# Jogl oder Java3D ?



## Friedhelm (5. Aug 2010)

Hallo,

Ich schlage mich jetzt schon seit Tagem mit OpenGL rum. Komme mit Jogl ganz gut klar... ist aber anstrengend (da gibts keine gekapselten 3D Objekte, man muss alles alleine linear aufbauen).

Frage: Wie ist das bei Java3D? War jemand auch schon mal vor der Entscheidung Jogl oder Java3D?
Ohne Java3D je programmiert zu haben, hatte ich den Eindruck bei einigen Java3D Demos, das Jogl ca. 2-3 Mal schneller ist beim rendern als Java3D. Also sollte man besser bai Jogl bleiben?


Noch was... Ich möchte gerne in Jogl Objekte in der der 3D Scene "anfassen" können (mit der Maus draufklicken) und bewegen.

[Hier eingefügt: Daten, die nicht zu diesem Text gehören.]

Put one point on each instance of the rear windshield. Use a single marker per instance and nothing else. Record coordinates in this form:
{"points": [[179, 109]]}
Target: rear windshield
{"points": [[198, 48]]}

Tja, es gibt da wohl Tricks (AugenStrahlVerfolgung etc. - Bau das Rad neu), aber keiner rückt einen "anständigen" Source Code raus... alles wohl top secret... oder ich habe noch nicht lange dannach gesucht (2 Tage).

Vielleicht hatte jemand hier das gleiche Problem und kann mir helfen.

Zum Schluss: wie läuft das unter Android... ist da OpenGL einfacher, wenn ja warum?


----------



## Antoras (5. Aug 2010)

Ich hab mich nur mit den oberflächlichen Unterschieden zwischen OpenGL, Java3D und anderen Software Rasterizern/Engines auseinandergesetzt. In wie fern Java3D langsamer als OpenGL ist, kann ich dir leider nicht sagen. 
Ich kann dazu nur sagen, dass Java3D's Code von Haus aus natürlich viel mehr bietet als nur Striche und so ein Zeugs zu rendern. Wenn du dir Java3D's Funktionalität erreichen möchtest, dann büßt du auch schnell Performance ein. Von dem her ist das nicht vergleichbar - Mikrobenchmarks mit ein paar sich drehenden Würfeln schon gleich zwei mal nicht.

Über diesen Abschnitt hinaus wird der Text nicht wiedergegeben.